Diese Art der sozialen Arbeit, die er in der "Toynbee Hall" in London sieht, beeindruckt den Theologen tief, weshalb er mit seiner Frau Marie von Maltzahn in das Arbeiterviertel Friedrichshain zieht. In einem alten Kriegslazarett gründet das Paar die Soziale Arbeitsgemeinschaft Berlin-Ost (SAG) mit dem Ziel, Arbeiter und Studenten zu verbinden und Armut mit Bildung zu bekämpfen. Er veranstaltet sozialpolitische Abende, bei denen Wissenschaftler referieren und Studenten als Dozenten arbeiten.

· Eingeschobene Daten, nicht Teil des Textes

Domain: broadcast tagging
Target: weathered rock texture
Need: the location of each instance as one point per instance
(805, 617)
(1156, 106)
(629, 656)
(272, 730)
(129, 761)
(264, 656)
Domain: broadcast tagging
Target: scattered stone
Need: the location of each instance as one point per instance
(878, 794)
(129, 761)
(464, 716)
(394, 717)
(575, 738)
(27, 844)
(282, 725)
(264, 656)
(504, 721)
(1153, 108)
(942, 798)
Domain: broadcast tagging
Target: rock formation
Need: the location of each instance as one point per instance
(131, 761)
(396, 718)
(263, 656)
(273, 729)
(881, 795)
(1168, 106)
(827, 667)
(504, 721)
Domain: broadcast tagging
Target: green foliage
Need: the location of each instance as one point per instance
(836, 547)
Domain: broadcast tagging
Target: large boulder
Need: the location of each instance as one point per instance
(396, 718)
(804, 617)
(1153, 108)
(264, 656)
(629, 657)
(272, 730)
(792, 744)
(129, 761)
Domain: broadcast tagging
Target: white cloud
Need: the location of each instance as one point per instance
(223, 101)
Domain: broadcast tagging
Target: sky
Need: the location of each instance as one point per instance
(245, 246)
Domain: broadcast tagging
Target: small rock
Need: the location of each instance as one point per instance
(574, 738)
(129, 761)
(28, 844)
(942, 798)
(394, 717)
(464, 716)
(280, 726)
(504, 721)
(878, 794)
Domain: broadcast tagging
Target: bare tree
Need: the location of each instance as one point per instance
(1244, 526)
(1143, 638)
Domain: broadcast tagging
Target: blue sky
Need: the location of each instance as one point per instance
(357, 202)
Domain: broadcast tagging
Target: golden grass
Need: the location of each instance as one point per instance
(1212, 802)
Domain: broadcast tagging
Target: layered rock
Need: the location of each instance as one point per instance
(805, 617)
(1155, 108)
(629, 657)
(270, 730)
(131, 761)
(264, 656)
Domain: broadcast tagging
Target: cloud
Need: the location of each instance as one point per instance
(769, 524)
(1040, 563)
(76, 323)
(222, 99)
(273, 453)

In den folgenden Jahren entstehen hier Beratungs- und Hilfseinrichtungen für Jugendliche und Erwachsene, eine Abendvolkshochschule und eine Einrichtung für Suchtberatung. In den Sommerferien werden die Stadtkinder auf das Land geschickt in eine Ferienkolonie. Für Siegmund-Schultze ist es der Versuch, die Sozialpädagogik einen Raum zu geben:
"Alles, was mit Fürsorge, Unterstützungswesen, Kranken- und Irrenpflege, Verwahrlosung und Gefängnis zusammenhing, betraf nach allgemeinem Urteil einen Teil der Menschheit, der am besten nicht vorhanden gewesen wäre", schrieb er im Rückblick 1950.
Siegmund-Schultze ist ein undogmatischer Praktiker, der etwas bewirken will. Für den Theologen steht fest: "Bloß Verkündung ist ein bequemes Schlagwort". Den Umgang der Kirche mit sozialen Fragen wollte er nicht so stehen lassen:
"Es war uns darum zu tun, daß an irgendeiner Stelle dem sozialen Gerede die Tat folgte."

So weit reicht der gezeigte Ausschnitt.